Булат Окуджава описывает эту несопоставимость повседневного и травматического опыта в автобиографическом рассказе «Девушка моей мечты»1: после десяти лет лагерей мать возвращается к сыну, который стал взрослым. Он хочет устроить ей праздник, ведет в кино на любимый фильм и не понимает, почему мать не радуется. Единственным, с кем она в состоянии говорить, оказывается их молчаливый сосед по коммуналке, бывший заключенный.

Ребенок вырастает, но остается привычка жить в тяжелой эмоцио­нальной атмосфере

Переживший нечто ужасное оберегает себя от мучительных воспоминаний, а близких — от своего рассказа, к которому они, вполне вероятно, не готовы.

Но тот, кто отрицает и подавляет боль, бессознательно принимает новые решения, например: не чувствовать, бороться, терпеть, не проявлять эмоции, ожидать худшего, защищаться агрессией, не терять контроль. И эти решения «консервируются» в теле и сознании представителей рода, создавая психотравмирующее семейное наследование.

«Во многих семьях часто заключается так называемая «молчаливая сделка», — объясняет клинический психолог, психосоматолог Екатерина Кужель. — Это запрет на то, чтобы хоть как-то высказываться о произошедшем».

Молчание организовано, чтобы сохранить безопасность, но оно же создает некий шаблон поведения и эмоций, по которому на протяжении нескольких поколений и живут члены семьи. Такой сценарий, наследуемый от предков, имеет большую силу: мы бессознательно действуем заданным образом, предопределяя развитие событий так, чтобы прийти к запланированной развязке.

Транзактный аналитик Фанита Инглиш сравнивает это с детской игрой «Горячая картошка», где участники бросают друг другу мяч, стараясь не удерживать его в руках слишком долго. «Горячая картошка» — это то неудобное, страшное или постыдное, о чем в семье не принято говорить и даже думать.

От памяти к поведению и обратно

Как это бывает?

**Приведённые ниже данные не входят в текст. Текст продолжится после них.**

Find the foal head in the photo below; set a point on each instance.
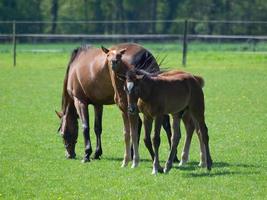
(132, 90)
(114, 58)
(68, 129)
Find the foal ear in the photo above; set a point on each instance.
(59, 114)
(139, 77)
(122, 51)
(104, 49)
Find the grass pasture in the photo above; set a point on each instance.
(32, 162)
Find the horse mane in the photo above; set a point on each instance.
(147, 62)
(74, 54)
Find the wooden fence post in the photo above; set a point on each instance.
(14, 43)
(185, 43)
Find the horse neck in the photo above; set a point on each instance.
(146, 88)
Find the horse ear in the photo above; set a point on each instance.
(122, 51)
(139, 77)
(59, 114)
(104, 49)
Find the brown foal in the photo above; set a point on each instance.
(175, 94)
(118, 68)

Представим себе ситуацию, вполне типичную для семей военнослужащих: солдат возвращается с войны, где получил несколько ранений и видел, как погибали его товарищи. Для всех он герой, однако его посещают ужасные воспоминания.

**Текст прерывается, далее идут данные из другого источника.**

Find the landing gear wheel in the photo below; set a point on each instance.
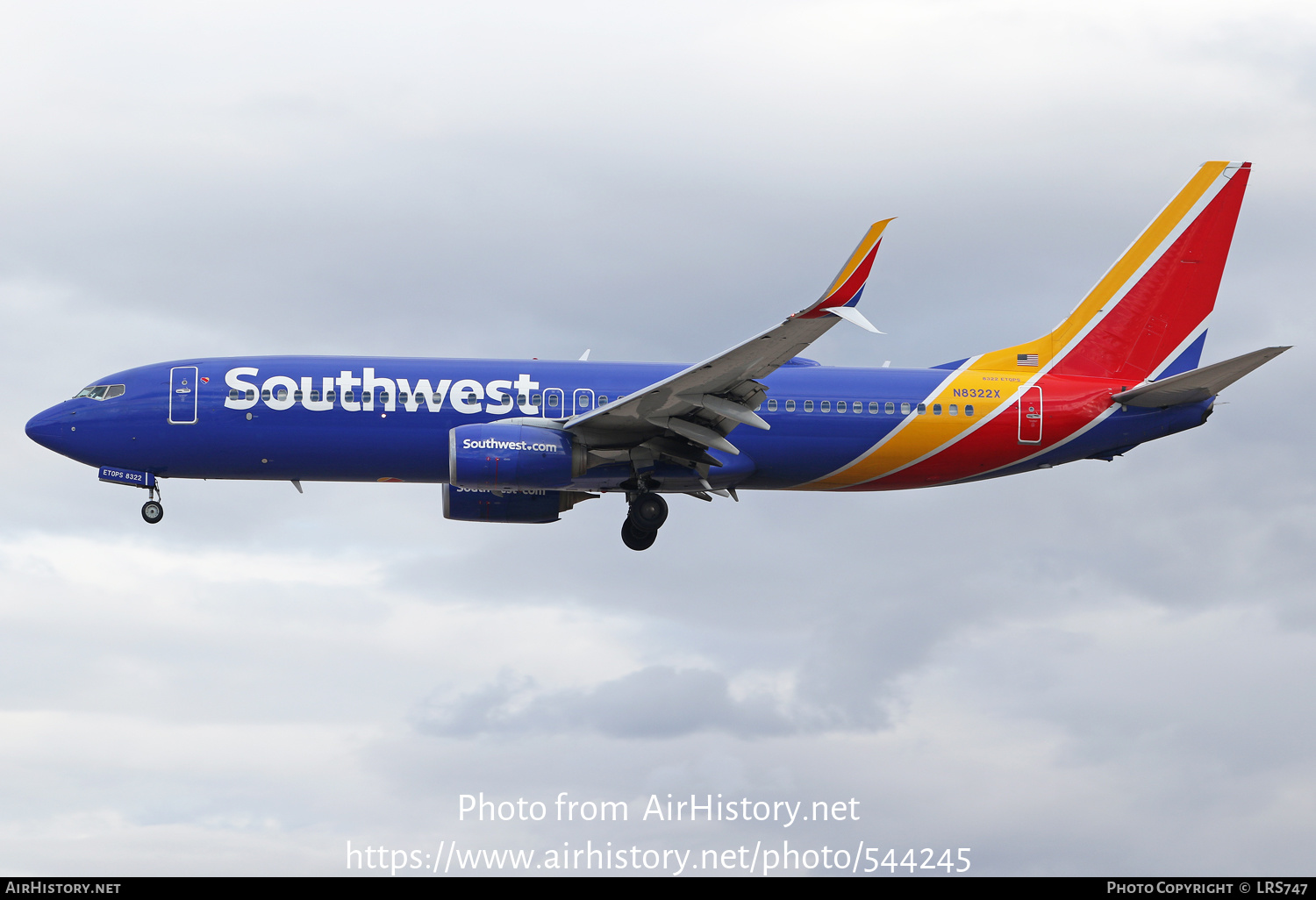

Он заново переживает события прошлого, его организм реагирует выбросом стрессовых гормонов (адреналина, норадреналина, кортизола), появляются чувства гнева, ярости, агрессии. Ветеран пытается бороться с ними, понимая, что для них нет причин в реальности, и становится холодным, отстраненным.

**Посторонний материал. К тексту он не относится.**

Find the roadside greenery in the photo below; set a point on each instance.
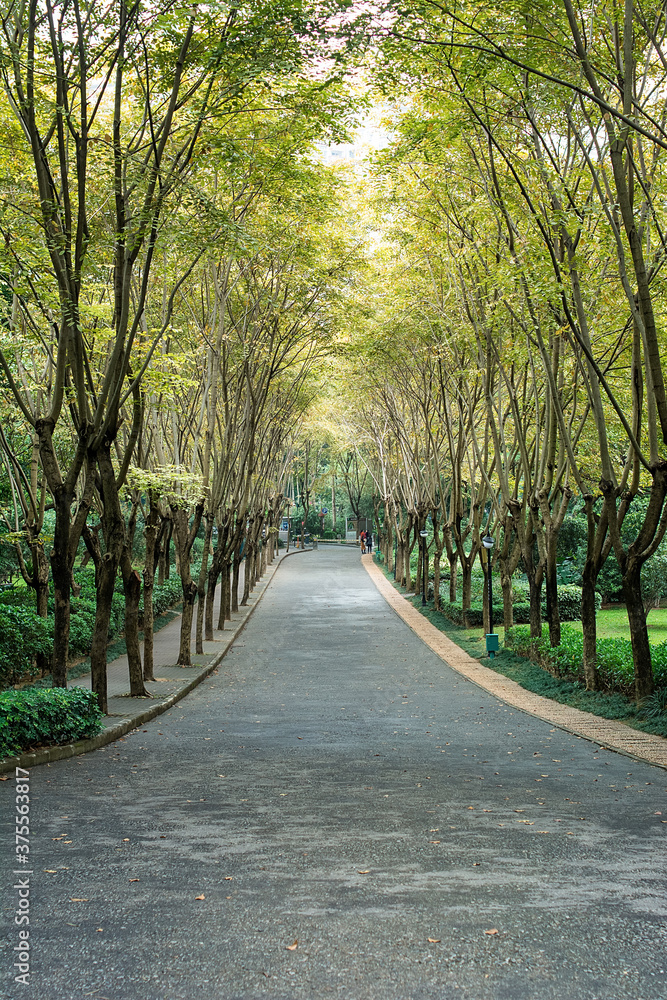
(33, 718)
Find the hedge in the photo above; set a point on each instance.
(23, 634)
(615, 665)
(53, 715)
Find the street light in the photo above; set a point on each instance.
(422, 534)
(492, 645)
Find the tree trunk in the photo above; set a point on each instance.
(235, 580)
(150, 534)
(61, 574)
(535, 590)
(589, 625)
(105, 578)
(486, 618)
(551, 582)
(40, 584)
(113, 528)
(184, 536)
(212, 583)
(641, 649)
(201, 584)
(508, 608)
(132, 592)
(189, 598)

Его маленький сын восхищается отцом, но в то же время чувствует некую исходящую от него эмоциональную тяжесть. Видит, как сурово он общается с людьми, как срывается на мать. Почему отец так себя ведет? Об этом никто не говорит, потому что тема войны стала запретной для всех членов семьи — «чтобы не было больно».

В итоге мальчик перенимает поведение отца, для него становятся нормой и эти эмоции, и давящая атмосфера в целом. Травма достается ему по наследству. Ребенок вырастает, но остается привычка жить в тяжелой эмоцио­нальной атмосфере, молчать о своих проблемах и вести себя, как вел себя отец.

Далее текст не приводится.